Chapter 10 Regularization Methods

The regularization method is also known as the shrinkage method. It is a technique that constrains or regularizes the coefficient estimates. By imposing a penalty on the size of coefficients, it shrinks the coefficient estimates towards zero. It also intrinsically conduct feature selection and is naturally resistant to non-informative predictors. It may not be obvious why this technique improves model performance, but it turns out to be a very effective modeling technique. In this chapter, we will introduce two best-known regularization methods: ridge regression and lasso. The elastic net is a combination of ridge and lasso, or it is a general representation of the two.

We talked about the variance bias trade-off in section 7.1. The variance of a learning model is the amount by which $\hat{f}$ would change if we estimated it using a different training data set. In general, model variance increases as flexibility increases.
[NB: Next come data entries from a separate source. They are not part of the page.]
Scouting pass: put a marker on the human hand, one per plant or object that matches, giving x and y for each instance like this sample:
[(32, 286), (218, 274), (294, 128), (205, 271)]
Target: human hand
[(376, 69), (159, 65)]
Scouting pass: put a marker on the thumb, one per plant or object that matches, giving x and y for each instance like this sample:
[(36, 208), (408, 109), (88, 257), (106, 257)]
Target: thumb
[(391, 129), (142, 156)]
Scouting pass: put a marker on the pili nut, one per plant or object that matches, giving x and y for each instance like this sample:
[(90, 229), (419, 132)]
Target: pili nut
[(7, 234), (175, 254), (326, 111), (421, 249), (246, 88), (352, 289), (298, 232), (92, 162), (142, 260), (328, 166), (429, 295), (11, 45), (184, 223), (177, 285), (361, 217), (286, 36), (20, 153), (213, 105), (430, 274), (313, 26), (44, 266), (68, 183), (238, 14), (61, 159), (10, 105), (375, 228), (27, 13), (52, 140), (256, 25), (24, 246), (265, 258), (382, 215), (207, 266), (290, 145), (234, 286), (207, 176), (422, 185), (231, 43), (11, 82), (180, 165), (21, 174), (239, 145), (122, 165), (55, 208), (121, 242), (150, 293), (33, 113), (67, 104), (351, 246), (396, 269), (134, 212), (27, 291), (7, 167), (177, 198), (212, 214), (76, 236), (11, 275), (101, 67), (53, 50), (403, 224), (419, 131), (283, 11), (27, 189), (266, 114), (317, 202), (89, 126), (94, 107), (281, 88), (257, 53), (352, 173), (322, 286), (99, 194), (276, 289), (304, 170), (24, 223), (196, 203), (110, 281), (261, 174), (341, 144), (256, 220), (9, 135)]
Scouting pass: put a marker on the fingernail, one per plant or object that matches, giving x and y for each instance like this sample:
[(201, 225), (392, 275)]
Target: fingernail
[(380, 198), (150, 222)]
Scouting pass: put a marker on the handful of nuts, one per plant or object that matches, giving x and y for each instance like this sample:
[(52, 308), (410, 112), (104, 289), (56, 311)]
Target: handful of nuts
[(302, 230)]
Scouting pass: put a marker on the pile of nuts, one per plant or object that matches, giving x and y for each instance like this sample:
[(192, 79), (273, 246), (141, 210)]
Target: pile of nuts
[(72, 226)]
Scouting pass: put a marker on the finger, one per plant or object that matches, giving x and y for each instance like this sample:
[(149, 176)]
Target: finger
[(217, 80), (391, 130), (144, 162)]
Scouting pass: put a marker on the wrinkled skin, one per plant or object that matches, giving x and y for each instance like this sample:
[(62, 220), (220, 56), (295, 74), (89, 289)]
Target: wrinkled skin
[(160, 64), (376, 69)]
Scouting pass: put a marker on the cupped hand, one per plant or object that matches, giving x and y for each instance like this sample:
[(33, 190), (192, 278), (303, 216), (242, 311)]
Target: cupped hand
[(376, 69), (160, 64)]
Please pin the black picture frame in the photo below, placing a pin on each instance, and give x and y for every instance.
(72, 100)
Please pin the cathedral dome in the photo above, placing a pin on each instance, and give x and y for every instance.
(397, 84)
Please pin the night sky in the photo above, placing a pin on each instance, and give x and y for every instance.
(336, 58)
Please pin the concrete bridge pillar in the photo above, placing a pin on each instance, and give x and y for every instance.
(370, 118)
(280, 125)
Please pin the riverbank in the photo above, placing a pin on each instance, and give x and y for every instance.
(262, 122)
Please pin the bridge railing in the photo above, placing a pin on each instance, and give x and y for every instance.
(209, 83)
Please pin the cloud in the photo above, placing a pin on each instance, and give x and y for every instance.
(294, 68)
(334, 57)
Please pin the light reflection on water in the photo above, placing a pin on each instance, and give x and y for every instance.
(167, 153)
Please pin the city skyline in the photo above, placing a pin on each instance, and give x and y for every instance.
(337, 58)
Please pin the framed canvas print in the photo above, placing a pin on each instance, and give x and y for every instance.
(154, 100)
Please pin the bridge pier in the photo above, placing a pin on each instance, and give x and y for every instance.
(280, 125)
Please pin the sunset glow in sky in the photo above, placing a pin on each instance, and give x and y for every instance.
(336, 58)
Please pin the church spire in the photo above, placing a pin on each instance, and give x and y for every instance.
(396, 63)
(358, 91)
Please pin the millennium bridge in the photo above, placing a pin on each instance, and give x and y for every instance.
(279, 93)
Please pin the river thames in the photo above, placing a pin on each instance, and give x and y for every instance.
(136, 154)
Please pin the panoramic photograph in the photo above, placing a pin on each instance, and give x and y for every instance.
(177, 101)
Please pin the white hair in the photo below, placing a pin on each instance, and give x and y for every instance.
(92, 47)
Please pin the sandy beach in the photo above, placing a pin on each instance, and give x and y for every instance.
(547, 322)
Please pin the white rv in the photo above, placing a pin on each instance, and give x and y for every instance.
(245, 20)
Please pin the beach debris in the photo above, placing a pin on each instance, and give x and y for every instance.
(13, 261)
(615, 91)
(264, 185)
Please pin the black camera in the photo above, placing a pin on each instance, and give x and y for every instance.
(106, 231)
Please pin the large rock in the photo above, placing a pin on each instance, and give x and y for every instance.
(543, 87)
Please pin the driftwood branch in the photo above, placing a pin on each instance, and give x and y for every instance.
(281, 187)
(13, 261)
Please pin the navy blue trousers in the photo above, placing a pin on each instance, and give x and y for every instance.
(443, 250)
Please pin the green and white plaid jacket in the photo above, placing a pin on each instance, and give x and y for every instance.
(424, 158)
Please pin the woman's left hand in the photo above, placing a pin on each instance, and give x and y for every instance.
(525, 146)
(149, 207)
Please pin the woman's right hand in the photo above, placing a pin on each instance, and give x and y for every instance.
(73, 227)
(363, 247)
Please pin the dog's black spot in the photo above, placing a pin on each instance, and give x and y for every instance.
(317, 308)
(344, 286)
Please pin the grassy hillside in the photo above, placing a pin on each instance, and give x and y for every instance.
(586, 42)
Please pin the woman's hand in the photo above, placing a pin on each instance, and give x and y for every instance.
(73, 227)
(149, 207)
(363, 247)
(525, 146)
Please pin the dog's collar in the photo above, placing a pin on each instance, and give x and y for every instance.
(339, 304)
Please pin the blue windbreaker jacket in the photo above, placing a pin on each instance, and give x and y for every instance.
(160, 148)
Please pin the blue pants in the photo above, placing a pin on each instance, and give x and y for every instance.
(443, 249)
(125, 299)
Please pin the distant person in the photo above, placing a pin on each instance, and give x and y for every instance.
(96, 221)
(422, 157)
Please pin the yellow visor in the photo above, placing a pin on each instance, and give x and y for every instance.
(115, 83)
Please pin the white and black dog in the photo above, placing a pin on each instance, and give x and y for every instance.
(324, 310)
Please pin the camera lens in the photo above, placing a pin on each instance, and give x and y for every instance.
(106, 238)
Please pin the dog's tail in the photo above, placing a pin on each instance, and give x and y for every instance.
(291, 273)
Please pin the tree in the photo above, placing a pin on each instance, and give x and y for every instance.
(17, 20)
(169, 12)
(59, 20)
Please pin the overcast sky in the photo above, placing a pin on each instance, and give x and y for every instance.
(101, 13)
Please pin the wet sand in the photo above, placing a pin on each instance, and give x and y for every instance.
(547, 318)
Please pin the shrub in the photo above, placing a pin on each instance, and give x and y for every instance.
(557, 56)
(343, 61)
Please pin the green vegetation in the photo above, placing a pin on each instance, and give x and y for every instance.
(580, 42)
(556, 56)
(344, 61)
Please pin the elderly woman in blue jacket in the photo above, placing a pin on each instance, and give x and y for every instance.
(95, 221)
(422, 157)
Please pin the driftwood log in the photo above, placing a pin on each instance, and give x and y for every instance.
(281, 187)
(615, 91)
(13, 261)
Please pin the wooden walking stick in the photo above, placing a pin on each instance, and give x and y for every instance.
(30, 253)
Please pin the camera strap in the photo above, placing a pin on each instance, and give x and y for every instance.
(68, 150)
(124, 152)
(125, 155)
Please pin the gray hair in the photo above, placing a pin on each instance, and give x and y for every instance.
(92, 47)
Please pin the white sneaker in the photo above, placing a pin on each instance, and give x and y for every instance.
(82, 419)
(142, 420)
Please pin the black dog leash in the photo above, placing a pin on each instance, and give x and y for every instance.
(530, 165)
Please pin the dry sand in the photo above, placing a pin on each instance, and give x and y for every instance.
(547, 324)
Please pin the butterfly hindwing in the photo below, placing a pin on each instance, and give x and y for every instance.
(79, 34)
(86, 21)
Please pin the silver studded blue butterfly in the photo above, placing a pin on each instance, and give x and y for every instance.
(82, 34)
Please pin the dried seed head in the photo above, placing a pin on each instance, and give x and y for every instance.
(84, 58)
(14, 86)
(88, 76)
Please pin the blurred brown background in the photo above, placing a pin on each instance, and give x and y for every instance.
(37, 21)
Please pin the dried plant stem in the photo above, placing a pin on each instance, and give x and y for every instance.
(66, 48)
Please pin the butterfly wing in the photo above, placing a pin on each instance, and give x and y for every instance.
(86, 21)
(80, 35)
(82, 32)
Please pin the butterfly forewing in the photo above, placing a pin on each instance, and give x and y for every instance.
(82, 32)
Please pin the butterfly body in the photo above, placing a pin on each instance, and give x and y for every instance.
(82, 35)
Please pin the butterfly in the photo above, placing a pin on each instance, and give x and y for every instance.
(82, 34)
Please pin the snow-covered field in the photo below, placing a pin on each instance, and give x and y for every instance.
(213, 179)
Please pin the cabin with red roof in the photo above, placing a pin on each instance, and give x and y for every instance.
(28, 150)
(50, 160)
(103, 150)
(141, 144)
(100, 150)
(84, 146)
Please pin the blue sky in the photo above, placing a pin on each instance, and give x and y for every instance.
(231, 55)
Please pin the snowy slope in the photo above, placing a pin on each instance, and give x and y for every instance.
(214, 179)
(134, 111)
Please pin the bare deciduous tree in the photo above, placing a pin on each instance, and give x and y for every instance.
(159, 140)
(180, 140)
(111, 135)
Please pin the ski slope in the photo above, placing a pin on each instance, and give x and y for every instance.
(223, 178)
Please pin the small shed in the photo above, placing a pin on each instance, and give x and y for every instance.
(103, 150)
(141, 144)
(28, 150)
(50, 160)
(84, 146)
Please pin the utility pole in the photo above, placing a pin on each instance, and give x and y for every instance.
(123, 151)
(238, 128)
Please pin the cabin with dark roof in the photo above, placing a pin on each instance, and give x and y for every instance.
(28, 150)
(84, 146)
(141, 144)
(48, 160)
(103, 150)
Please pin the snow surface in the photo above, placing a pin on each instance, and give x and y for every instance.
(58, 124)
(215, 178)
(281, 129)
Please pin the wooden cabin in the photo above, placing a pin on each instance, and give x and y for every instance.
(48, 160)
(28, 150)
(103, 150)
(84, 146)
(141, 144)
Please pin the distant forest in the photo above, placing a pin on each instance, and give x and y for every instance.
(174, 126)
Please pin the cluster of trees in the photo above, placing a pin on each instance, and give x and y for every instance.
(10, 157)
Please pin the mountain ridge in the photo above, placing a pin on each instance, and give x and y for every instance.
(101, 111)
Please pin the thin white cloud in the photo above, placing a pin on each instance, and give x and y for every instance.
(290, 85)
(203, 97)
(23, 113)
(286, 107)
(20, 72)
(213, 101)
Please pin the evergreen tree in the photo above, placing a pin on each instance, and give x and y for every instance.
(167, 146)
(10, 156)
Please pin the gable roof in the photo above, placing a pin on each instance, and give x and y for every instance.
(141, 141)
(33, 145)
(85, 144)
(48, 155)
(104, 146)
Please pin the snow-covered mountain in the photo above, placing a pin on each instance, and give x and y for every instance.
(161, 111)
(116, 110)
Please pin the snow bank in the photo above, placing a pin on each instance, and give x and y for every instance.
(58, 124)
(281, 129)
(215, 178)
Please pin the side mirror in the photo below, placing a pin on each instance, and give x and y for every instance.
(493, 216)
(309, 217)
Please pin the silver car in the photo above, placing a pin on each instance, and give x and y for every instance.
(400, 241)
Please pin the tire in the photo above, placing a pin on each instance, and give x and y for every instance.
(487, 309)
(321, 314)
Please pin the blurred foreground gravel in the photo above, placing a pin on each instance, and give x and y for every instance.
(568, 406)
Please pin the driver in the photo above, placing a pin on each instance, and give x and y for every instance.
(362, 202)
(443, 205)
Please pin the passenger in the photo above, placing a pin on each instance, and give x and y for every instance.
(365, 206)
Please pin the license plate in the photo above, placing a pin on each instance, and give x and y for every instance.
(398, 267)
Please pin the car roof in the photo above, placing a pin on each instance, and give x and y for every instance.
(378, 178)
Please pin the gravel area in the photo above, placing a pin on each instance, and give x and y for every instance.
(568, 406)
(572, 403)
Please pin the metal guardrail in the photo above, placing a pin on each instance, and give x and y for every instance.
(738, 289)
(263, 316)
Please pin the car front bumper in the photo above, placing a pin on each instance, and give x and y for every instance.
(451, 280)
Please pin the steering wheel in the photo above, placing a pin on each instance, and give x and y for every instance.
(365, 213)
The regularization technique decreases the model flexibility by shrinking the coefficient and hence significantly reduce the model variance.

Load the R packages:

# install packages from CRAN
p_needed <- c('caret', 'elasticnet', 'glmnet', 'devtools',
              'MASS', 'grplasso')

packages <- rownames(installed.packages())
p_to_install <- p_needed[!(p_needed %in% packages)]
if (length(p_to_install) > 0) {
    install.packages(p_to_install)
}

lapply(p_needed, require, character.only = TRUE)

# install packages from GitHub
p_needed_gh <- c('NetlifyDS')

if (! p_needed_gh %in% packages) {
    devtools::install_github("netlify/NetlifyDS")
}

library(NetlifyDS)